Les abattements fiscaux décidés par le gouvernement pour enrayer la hausse des prix du sucre et de l’huile sont une réponse à une situation « exceptionnelle », estiment dimanche des experts, selon lesquels il faut s’attaquer aux »vrais problèmes ». Ces mesures, prises samedi lors d’un Conseil interministériel présidé par le Premier ministre, Ahmed Ouyahia, portent sur une suspension et une exonération des droits de douanes, de la Taxe sur la valeur ajoutée (TVA) et de l’Impôt sur le bénéfice des sociétés (IBS) représentant un total de charge fiscale de 41%, qui vient en déduction des prix de revient de ces deux produits de première nécessité.
Elles ont été instaurées pour une durée de huit (8) mois à compter du 1er janvier jusqu’à fin août 2011. « Je pense qu’il s’agit de mesures exceptionnelles qui répondent à une situation exceptionnelle », a ainsi déclaré le directeur de l’Institut de développement des ressources humaines d’Oran (IDRH), Mohamed Bahloul.
« Cela traduit une nouvelle approche où c’est à l’Etat d’assumer et de supporter le coût » des fluctuations des cours de produits alimentaires sur les marchés internationaux « au lieu de les répercuter directement sur la population », a poursuivi M. Bahloul, ajoutant que le gouvernement est intervenu dans le cadre de son rôle de régulateur du marché.
Pour lui, ces abattements temporaires devraient prendre effet immédiatement et le prix final des produits concernés est appelé à baisser rapidement.
« Toutefois, en raison de la spéculation, le marché risque de prendre un certain temps avant de réagir », a-t-il reconnu estimant que les organismes publics de contrôle et de régulation « ont un important rôle à jouer pour veiller à une application stricte des nouvelles mesures ».
M. Bahloul a, d’autre part, estimé que ces décisions, prises dans l’urgence, « demeurent insuffisantes car elles répondent à une conjoncture spécifique, alors qu’il faudrait surtout s’attaquer à la structure de la problématique ».

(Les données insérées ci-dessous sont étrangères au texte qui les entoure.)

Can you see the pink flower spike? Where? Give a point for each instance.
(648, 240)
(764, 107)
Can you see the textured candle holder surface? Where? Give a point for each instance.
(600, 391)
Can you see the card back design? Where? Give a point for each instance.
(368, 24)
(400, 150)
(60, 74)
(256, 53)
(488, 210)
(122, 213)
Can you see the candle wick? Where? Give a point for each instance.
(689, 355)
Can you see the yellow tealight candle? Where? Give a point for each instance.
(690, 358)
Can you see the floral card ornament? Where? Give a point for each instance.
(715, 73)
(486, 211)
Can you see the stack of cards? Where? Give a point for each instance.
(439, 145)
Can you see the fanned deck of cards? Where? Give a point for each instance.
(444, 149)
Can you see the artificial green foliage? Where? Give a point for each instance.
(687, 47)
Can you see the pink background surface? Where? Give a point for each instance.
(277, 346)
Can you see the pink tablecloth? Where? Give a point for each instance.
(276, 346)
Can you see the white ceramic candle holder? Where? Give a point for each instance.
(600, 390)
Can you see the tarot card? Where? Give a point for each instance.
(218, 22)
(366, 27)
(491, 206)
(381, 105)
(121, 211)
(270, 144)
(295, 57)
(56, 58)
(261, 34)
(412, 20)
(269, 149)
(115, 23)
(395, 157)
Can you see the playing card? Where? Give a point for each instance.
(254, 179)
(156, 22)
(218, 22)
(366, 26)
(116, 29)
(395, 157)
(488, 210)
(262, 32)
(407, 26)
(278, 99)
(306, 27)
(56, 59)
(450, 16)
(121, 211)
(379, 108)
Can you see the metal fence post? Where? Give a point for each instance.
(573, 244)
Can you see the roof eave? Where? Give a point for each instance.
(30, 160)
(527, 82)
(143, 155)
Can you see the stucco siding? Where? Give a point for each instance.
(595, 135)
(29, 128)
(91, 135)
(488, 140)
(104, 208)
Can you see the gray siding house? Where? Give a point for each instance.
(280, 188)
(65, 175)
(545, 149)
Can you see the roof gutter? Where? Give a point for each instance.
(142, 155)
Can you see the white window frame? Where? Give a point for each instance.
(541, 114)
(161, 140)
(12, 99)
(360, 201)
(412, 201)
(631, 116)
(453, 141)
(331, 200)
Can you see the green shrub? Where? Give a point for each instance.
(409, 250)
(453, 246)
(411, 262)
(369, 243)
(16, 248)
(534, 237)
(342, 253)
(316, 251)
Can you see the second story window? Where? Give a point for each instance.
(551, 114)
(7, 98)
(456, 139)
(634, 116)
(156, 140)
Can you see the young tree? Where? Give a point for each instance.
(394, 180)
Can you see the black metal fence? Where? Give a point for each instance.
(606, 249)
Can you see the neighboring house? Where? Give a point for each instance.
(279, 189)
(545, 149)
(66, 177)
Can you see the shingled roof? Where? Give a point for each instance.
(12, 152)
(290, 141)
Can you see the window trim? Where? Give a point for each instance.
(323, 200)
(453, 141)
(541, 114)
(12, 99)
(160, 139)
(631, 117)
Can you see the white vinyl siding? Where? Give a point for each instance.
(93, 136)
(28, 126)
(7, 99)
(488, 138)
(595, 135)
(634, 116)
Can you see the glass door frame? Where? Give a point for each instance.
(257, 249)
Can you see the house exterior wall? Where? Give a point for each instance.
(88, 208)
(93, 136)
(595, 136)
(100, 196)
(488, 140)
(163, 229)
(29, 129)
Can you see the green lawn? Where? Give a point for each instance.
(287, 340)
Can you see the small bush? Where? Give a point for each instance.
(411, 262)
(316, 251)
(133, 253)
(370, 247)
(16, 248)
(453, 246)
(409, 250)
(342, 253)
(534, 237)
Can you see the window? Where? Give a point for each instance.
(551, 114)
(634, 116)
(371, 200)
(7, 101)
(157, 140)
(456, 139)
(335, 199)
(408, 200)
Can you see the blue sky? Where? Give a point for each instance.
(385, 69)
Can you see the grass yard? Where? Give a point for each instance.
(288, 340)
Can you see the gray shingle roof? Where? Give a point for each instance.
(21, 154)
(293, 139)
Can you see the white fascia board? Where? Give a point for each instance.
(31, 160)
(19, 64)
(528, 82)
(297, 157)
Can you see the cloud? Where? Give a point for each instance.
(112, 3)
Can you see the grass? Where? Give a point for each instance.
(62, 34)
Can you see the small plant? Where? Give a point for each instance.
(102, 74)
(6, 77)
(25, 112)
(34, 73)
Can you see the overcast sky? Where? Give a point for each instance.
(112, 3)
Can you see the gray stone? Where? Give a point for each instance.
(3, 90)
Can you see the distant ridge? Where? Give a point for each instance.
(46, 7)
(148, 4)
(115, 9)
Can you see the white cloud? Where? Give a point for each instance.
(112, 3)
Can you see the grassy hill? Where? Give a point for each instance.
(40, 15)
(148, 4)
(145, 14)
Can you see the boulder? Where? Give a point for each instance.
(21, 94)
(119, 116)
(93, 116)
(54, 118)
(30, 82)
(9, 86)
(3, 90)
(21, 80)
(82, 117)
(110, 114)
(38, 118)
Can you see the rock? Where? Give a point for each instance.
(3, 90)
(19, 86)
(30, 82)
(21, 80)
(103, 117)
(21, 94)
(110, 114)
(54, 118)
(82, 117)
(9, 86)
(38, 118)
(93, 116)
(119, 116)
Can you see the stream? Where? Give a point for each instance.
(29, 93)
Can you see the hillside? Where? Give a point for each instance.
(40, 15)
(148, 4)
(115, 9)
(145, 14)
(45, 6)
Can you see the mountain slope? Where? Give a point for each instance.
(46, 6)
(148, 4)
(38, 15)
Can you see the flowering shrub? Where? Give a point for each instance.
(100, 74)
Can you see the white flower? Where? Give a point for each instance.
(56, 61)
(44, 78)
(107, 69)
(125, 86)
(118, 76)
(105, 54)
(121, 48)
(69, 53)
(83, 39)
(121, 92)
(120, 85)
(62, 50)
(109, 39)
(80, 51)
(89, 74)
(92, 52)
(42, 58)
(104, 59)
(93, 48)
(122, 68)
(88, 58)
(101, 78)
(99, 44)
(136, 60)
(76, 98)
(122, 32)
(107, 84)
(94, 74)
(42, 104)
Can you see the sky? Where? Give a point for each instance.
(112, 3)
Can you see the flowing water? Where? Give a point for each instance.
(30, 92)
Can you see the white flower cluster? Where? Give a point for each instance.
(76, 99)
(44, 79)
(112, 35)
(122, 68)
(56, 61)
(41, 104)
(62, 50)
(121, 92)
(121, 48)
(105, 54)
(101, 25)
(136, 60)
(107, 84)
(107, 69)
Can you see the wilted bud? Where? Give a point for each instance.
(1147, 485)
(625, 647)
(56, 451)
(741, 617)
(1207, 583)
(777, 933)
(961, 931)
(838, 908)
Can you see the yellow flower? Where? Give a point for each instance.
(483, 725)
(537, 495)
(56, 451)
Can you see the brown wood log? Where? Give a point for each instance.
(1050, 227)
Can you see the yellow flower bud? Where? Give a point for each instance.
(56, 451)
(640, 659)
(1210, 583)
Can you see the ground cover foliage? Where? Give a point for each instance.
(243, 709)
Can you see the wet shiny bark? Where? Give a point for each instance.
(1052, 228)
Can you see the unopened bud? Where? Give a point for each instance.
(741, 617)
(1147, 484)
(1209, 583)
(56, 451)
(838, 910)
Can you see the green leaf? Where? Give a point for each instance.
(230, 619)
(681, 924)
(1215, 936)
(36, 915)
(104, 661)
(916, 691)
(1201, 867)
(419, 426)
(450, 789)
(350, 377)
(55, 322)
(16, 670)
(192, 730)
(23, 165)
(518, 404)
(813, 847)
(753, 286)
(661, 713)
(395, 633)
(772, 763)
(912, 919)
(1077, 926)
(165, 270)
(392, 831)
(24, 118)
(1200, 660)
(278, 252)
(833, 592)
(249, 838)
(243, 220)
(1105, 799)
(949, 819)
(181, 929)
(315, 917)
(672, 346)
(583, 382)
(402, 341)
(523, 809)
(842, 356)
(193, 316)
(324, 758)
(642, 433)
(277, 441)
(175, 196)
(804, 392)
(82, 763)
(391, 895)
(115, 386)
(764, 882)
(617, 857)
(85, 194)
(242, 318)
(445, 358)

« C’est pour cela qu’il faut relancer et actualiser le débat sur la nécessité pour l’Algérie d’être autonome sur le plan agroalimentaire », a-t-il dit.
Le directeur de l’IDRH a, dans ce sens, jugé urgent pour les pouvoirs publics de mettre en valeur le potentiel agricole du pays, notamment les filières stratégiques comme les céréales et le lait.
L’expérience a montré que l’encouragement de ces deux segments a donné d’importants résultats ces trois dernières années, a-t-il ajouté.
De son côté, l’économiste et professeur à l’université Mentouri de Constantine, M. Azzedine Benterki, a indiqué que les mesures annoncées samedi par les services du Premier ministère « correspondent au rôle dévolu au gouvernement en matière de régulation du marché ».
»Elles auraient dû être prises, dans la même logique, dès les premières tensions apparues sur les marchés mondiaux des produits agricoles de base fin 2007 », a-t-il dit.
M. Benterki a ajouté, dans une déclaration à l’APS, que d’autres « mesures d’accompagnement devraient être ajoutées à cette série de décisions ».
Il s’agit, entre autres, « d’encourager et de promouvoir les filières des produits sensibles » comme les céréales, le lait et les oléagineux à travers, notamment, des incitations fiscales.
Le même universitaire a mis l’accent sur le rôle »irremplaçable » de l’Etat qui doit « veiller au libre recours des importateurs au marché mondial, afin de tirer bénéfice rapidement, des baisses des cours et les répercuter tout aussi rapidement, sur le marché local, tout en assurant la prévention des risques liés à des situations de monopoles locaux ».
Il a ajouté que l’Etat « doit pleinement assumer son rôle, et sans faiblesse aucune, de régulateur du marché, et empêcher constamment la constitution de monopoles qui représentent un risque permanent ».
Par ailleurs, l’économiste Salah Mouhoubi a affirmé que le nouveau dispositif provisoire « est un geste de bonne volonté de la part des pouvoirs publics qui réaffirment, à travers cette action, leur préoccupation pour la protection du pouvoir d’achat des citoyens et de la stabilité sociale du pays ».
A la faveur de ce geste, les prix du sucre et de l’huile devraient connaître « une baisse significative » dans les prochains jours, a indiqué M. Mouhoubi dans une déclaration à la Radio nationale.
Cet économiste a, néanmoins, mis l’accent sur la nécessité d’accompagner ce dispositif par des mesures permettant de « renforcer la lutte contre la spéculation et le commerce informel » à travers le durcissement des sanctions administratives et pénales.